Thursday, January 14, 2010

farewell to a Melbourne fixture and sound institution

How often do you walk around your city and notice both the hidden little nooks, be it, a piece of graffiti hidden on top of some balcony on some corner, a newly opened shop, or a big old landmark, and realise it's what gives your city it's character and you your bearings? We navigate through space, we socialise around it, we create and perform in it, it is vital to our existence.
It's a sad day, with the announcement that a Melbourne fixture and institution of sound is closing it's doors. One man down in the army of venues that line the Collingwood/Fitzroy border of Johnston street. I live around the corner from The Tote. I smile every time I make my way past it, then strut along passing the Birmingham, and a bit further up, the Old Bar. On any given night you can find something going on between the postered walls and dirt sodden carpets of these bars.
I run a party called GROUSE. We had our first summer series up in the Cobra Bar. On some nights,  it would reach over 40 degree's. Two old school power fans would try offer relief from the heat, to no avail. The beer garden downstairs, a square meeting ground for the smokers, and a place to gather fresh air. Oh the rants I had out there. The arguments, the laughter, the vodka soda's, cheap as chips, strong as fists....
The rider, kept in the front bar, on the whiteboard, the famous crossing off of boxes. I admit, I did 'borrow' a drink or two from a band or few....
The mighty jukebox. Punk classics, hand chosen by the people. I did find myself some-what frustrated, drunk and wanting to dance  looking for some hip hop on there. None to be seen. But that would always be forgotten soon enough when on came something from any of the many Black Flag records that slept in there.
Oh the classic pool games. How many people I beat on that green pasture. Singlehandedly, or with my pal Lia. I think it might have been my lucky table...
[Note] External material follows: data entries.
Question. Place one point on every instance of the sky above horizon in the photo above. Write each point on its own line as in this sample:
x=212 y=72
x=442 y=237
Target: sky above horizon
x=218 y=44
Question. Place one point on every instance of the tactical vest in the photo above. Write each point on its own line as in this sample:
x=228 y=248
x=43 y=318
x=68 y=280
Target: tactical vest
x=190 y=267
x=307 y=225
And the very many bands from overseas, interstate and  locally, playing to the swaying people in the pit, the signature dugout that was the room. 
I don't know if this is just the inevitable, the winds of change. Things come and go. Imagine every lost treasured space that has existed through time. What would happen if we saved them all? It's crazy to think; who decides history? They are unaware they are, for they do not know the past they are demolishing. They have not lived in the context of it's structures. They do not walk the streets and see the cultural significance such institutions have. And that is the danger. The law makers, in their routine sweeps, think 'pay up or go', or whatever it is they think, (I don't know because I don't think like that), and have no idea of the destruction of history they are causing. 
I could go on, but this must end, like everything does, even the goddamn Tote.